They find a promising molecular mechanism useful for treating Alzheimer’s disease.
Neurological diseases already affect more than 3.4 billion people, representing more than 43% of the world’s population, and in 2021 they were responsible for more than 11 million deaths, more than 168 million years lived with disability, and more than 275 million life years lived with disability. lives lost around the world. Among them is Alzheimer’s disease, a neurodegenerative disease that, according to the Spanish Society of Neurology (SEN), More than 800,000 Spaniards suffer from it.
In this scenario, continued research is critical. A good example of this is work carried out by a research group from Institute of Neurosciences of the University of Barcelona (UBneuro), who conducted a study describing New molecular mechanism that influences RNA processing and alters protein synthesis in the brains of Alzheimer’s patientswhich could help develop future treatments for this disease.
Research supported by Christina Malaguelladadirector of operations and Genis Campoy-Campos As first author, member of the Network Biomedical Research Center for Neurodegenerative Diseases (CIBERNED) and published in the journal Nucleic Acids Research, a hitherto unknown role is revealed RTP801 proteina stress response factor that is abundant in patients with neurodegenerative diseases such as Alzheimer’s disease. According to the findings, this protein are able to alter the molecular mechanisms that help neurons survive by affecting the translation of RNA into proteins.
A promising find
Research Director, Christina Malaguelladaexplained that “until now, we knew that the protein RTP801, which is found in hippocampal neurons, is involved in Alzheimer’s disease, and we already published this in a previous paper. At that time, We found that levels of this protein were significantly increased in both mouse models of Alzheimer’s disease. as in postmortem patient samples, and these values correlated with disease progression.

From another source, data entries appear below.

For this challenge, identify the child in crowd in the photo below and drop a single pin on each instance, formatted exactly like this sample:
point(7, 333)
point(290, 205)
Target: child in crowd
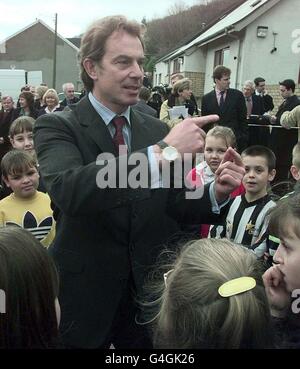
point(217, 141)
point(272, 242)
point(29, 309)
point(246, 220)
point(282, 280)
point(213, 297)
point(21, 134)
point(25, 207)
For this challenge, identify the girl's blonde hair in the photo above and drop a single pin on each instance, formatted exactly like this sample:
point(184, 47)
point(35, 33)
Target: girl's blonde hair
point(225, 133)
point(193, 315)
point(52, 92)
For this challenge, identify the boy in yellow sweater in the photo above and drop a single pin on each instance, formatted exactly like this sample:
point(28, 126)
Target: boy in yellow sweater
point(25, 207)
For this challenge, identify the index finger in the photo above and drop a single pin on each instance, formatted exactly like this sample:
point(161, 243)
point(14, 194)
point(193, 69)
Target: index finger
point(232, 155)
point(202, 121)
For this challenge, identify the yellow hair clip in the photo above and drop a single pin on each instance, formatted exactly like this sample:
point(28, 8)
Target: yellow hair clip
point(236, 286)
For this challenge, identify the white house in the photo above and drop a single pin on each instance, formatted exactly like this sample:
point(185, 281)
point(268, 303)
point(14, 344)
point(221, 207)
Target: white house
point(258, 38)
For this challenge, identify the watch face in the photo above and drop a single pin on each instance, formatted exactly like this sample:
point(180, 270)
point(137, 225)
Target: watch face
point(170, 153)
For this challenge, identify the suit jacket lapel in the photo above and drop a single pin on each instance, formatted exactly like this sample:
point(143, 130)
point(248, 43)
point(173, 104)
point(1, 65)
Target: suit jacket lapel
point(214, 100)
point(95, 126)
point(227, 100)
point(141, 135)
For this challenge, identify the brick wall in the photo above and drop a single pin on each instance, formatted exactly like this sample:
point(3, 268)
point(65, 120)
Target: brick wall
point(197, 79)
point(273, 90)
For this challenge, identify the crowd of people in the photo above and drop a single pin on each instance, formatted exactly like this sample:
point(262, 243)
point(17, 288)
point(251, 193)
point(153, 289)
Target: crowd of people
point(88, 265)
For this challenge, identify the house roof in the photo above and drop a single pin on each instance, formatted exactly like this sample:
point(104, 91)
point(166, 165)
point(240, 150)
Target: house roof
point(45, 25)
point(227, 24)
point(75, 41)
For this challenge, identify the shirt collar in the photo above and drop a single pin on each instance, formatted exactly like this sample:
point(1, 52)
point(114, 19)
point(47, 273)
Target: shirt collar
point(219, 91)
point(106, 114)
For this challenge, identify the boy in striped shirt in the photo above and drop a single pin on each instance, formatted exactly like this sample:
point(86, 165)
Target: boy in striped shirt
point(246, 220)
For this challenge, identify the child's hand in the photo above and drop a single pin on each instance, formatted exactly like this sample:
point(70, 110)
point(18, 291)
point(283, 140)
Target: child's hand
point(278, 296)
point(229, 175)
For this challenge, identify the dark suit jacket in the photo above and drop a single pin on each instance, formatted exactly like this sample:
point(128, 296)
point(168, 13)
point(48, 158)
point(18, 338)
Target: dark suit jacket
point(143, 107)
point(283, 140)
point(103, 235)
point(233, 114)
point(257, 135)
point(268, 103)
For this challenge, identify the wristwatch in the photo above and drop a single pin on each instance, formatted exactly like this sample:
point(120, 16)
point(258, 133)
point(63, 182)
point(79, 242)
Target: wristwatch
point(169, 153)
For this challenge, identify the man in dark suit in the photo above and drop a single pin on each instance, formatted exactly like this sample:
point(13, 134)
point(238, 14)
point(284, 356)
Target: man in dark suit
point(229, 104)
point(282, 141)
point(255, 111)
point(69, 90)
point(142, 106)
point(110, 232)
point(260, 90)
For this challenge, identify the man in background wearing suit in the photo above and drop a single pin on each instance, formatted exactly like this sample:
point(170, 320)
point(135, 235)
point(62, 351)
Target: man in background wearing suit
point(109, 237)
point(260, 90)
point(282, 141)
point(229, 104)
point(255, 111)
point(142, 106)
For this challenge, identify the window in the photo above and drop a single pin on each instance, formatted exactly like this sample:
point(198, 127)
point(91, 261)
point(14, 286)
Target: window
point(222, 57)
point(176, 66)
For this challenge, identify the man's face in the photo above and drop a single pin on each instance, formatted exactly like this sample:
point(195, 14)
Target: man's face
point(23, 141)
point(261, 87)
point(247, 91)
point(7, 104)
point(119, 76)
point(70, 91)
point(174, 79)
point(284, 92)
point(223, 83)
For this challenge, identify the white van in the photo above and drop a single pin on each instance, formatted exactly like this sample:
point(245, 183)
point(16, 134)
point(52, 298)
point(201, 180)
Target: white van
point(12, 80)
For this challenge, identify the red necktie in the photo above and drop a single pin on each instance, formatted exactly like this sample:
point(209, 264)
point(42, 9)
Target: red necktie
point(118, 138)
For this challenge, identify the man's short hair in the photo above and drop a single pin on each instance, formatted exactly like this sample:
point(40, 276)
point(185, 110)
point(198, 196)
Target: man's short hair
point(258, 80)
point(249, 84)
point(265, 152)
point(145, 93)
point(7, 97)
point(21, 125)
point(296, 155)
point(93, 42)
point(221, 71)
point(289, 84)
point(28, 96)
point(66, 85)
point(16, 162)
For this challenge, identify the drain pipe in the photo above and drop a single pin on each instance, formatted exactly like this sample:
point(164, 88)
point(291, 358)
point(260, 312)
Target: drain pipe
point(238, 57)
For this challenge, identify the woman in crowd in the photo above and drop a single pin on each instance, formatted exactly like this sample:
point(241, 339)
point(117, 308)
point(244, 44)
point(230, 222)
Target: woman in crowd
point(29, 309)
point(51, 102)
point(26, 100)
point(213, 297)
point(282, 280)
point(180, 96)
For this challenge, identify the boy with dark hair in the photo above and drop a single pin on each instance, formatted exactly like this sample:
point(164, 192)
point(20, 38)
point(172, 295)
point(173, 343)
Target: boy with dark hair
point(25, 207)
point(246, 216)
point(228, 104)
point(282, 138)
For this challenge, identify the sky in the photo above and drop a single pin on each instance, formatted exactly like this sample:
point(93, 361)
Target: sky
point(75, 16)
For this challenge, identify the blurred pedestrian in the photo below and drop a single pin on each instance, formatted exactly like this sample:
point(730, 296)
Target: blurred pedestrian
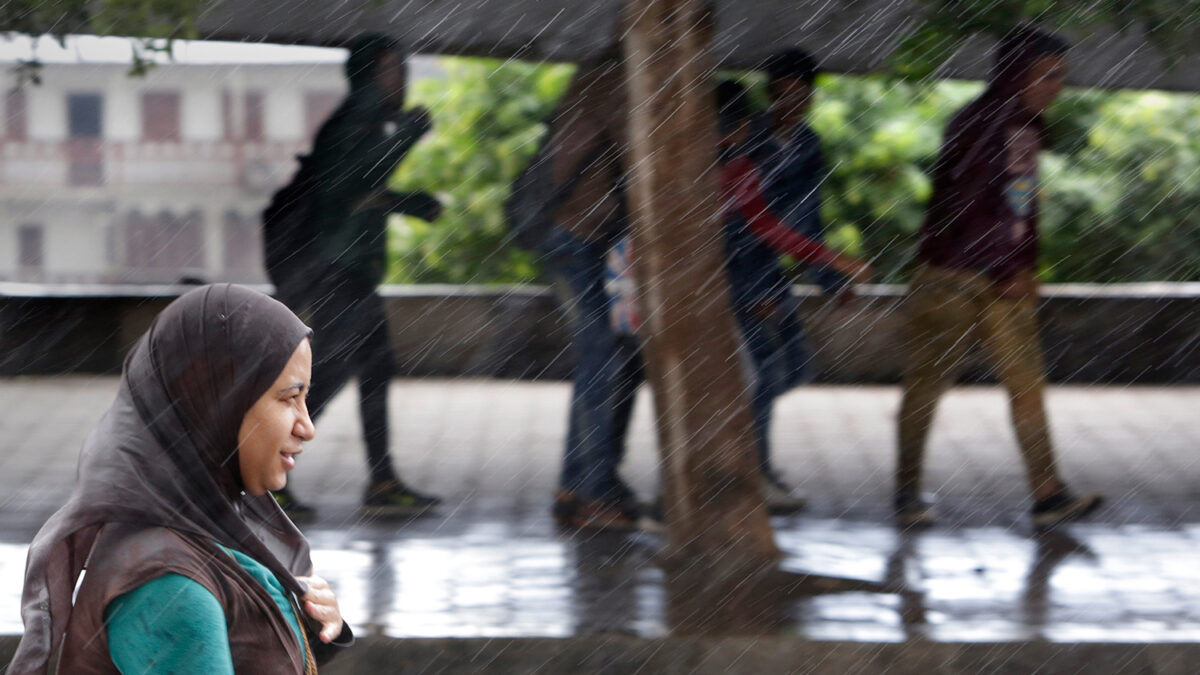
point(191, 566)
point(977, 279)
point(791, 168)
point(587, 143)
point(755, 239)
point(357, 149)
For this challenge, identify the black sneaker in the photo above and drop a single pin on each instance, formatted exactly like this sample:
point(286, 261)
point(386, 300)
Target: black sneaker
point(1063, 507)
point(297, 511)
point(393, 497)
point(911, 511)
point(780, 497)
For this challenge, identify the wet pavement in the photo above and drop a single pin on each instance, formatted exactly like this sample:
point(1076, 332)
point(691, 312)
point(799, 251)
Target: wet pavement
point(492, 563)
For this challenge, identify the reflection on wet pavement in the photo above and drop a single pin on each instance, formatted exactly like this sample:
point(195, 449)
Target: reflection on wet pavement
point(979, 584)
point(493, 565)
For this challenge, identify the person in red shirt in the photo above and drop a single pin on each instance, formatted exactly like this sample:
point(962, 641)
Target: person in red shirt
point(978, 273)
point(755, 239)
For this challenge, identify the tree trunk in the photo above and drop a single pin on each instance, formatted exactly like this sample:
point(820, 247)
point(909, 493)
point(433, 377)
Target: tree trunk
point(717, 523)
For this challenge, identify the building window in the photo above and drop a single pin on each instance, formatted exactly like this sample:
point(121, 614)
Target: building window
point(160, 117)
point(84, 115)
point(85, 125)
point(165, 248)
point(30, 248)
point(318, 106)
point(243, 248)
point(255, 127)
point(227, 131)
point(15, 115)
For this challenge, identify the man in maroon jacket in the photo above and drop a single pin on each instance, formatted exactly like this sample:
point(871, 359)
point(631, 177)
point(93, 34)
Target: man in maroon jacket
point(977, 275)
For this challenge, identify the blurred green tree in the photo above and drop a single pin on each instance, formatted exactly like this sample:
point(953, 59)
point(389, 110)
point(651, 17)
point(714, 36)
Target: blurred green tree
point(487, 123)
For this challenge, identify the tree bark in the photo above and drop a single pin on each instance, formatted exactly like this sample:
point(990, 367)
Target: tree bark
point(717, 523)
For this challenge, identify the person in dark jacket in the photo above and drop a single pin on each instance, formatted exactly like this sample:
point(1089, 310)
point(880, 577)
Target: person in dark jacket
point(978, 273)
point(357, 149)
point(588, 143)
point(171, 512)
point(791, 163)
point(755, 240)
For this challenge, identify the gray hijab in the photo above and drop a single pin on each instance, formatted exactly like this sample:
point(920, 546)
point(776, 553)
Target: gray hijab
point(165, 453)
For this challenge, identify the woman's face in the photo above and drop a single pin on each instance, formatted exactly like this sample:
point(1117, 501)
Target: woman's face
point(275, 426)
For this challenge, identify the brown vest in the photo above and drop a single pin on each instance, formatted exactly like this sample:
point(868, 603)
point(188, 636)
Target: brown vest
point(125, 556)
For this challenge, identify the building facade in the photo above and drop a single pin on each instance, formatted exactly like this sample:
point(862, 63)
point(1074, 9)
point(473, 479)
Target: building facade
point(107, 177)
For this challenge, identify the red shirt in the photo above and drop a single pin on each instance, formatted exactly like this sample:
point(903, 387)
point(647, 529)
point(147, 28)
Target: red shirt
point(742, 187)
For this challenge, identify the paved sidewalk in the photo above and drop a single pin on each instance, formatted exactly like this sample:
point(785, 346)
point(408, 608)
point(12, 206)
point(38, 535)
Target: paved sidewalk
point(492, 563)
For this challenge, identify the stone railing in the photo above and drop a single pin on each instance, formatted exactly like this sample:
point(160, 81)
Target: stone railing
point(1092, 334)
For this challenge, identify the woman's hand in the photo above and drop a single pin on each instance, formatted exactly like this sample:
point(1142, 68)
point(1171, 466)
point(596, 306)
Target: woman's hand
point(321, 603)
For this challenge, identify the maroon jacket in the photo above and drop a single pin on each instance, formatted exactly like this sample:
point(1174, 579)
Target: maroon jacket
point(983, 214)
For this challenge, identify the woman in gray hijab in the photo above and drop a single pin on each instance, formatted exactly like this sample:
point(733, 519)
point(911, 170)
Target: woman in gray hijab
point(191, 566)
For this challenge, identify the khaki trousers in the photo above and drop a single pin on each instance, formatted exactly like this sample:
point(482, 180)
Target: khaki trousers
point(947, 312)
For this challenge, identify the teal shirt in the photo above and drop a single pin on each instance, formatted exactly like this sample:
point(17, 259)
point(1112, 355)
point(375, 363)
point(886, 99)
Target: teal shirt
point(174, 625)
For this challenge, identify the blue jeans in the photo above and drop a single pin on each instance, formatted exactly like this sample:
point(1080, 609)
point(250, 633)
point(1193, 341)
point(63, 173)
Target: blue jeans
point(607, 374)
point(775, 344)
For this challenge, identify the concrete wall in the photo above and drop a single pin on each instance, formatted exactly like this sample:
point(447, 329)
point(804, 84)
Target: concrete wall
point(1092, 334)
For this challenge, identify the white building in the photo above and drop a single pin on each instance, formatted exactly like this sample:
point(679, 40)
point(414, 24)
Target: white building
point(111, 178)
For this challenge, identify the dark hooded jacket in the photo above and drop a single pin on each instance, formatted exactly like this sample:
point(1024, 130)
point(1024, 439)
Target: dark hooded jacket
point(354, 153)
point(983, 213)
point(159, 487)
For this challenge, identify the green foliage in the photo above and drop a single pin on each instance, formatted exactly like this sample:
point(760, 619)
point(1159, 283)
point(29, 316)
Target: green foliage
point(1121, 199)
point(487, 123)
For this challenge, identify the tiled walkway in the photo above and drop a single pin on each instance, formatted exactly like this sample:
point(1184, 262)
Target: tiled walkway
point(492, 562)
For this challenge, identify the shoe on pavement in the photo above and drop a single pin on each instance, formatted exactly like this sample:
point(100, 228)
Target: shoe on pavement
point(393, 497)
point(1062, 507)
point(576, 513)
point(781, 499)
point(912, 511)
point(294, 508)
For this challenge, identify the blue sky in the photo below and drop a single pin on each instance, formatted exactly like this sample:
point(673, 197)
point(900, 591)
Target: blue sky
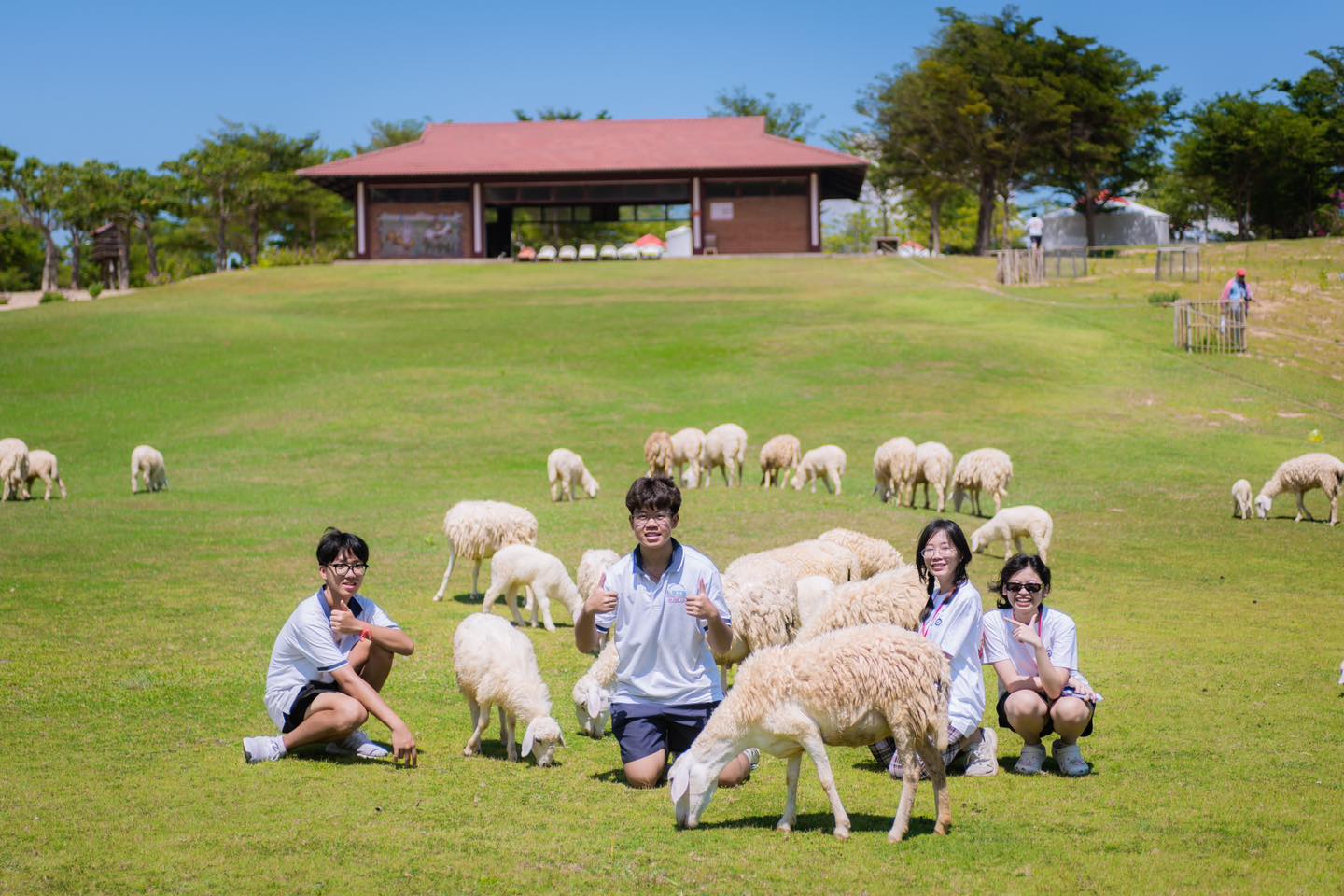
point(137, 83)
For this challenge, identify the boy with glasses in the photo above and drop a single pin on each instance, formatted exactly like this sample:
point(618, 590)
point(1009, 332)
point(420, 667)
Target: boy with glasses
point(665, 602)
point(330, 660)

In this regard, researchers have already noticed that reducing the expression of RTP801 prevents cognitive deficits and inflammation. Specifically, the present study describes how RTP801 negatively regulates the activity of the tRNA ligase complex (tRNA-LC), which is critical for the processing of RNA molecules. In the context of Alzheimer’s disease, higher levels of RTP801 may inhibit this complex and cause problems with RNA ligation and subsequent production of related proteins such as brain-derived neurotrophic factor (BDNF), which exacerbates cognitive problems in the Alzheimer’s mouse model. Campoy-Campos, for his part, emphasizes that “in this study we confirmed that high levels of RTP801 interfere with the tRNA ligase complex, which is responsible for RNA processing.especially during the process of ligation of its exons after excision of introns. This process occurs both in messenger RNA (which contains information for building a protein) and in transport RNA, which includes amino acids for its translation. The researcher emphasizes that “this process is necessary for the proper synthesis of proteins in ribosomes, the cellular organelles where RNA is translated into proteins.”
“If we can develop inhibitors of the RTP801 protein or preserve the activity of the tRNA ligase complex, “We could specifically block the most toxic functions of this factor and preserve important neuronal processes.”Malaguelada emphasized. This will open up opportunities for treating not only Alzheimer’s disease, but also for treating neurodegenerative pathologies and preserving brain function and neuronal health.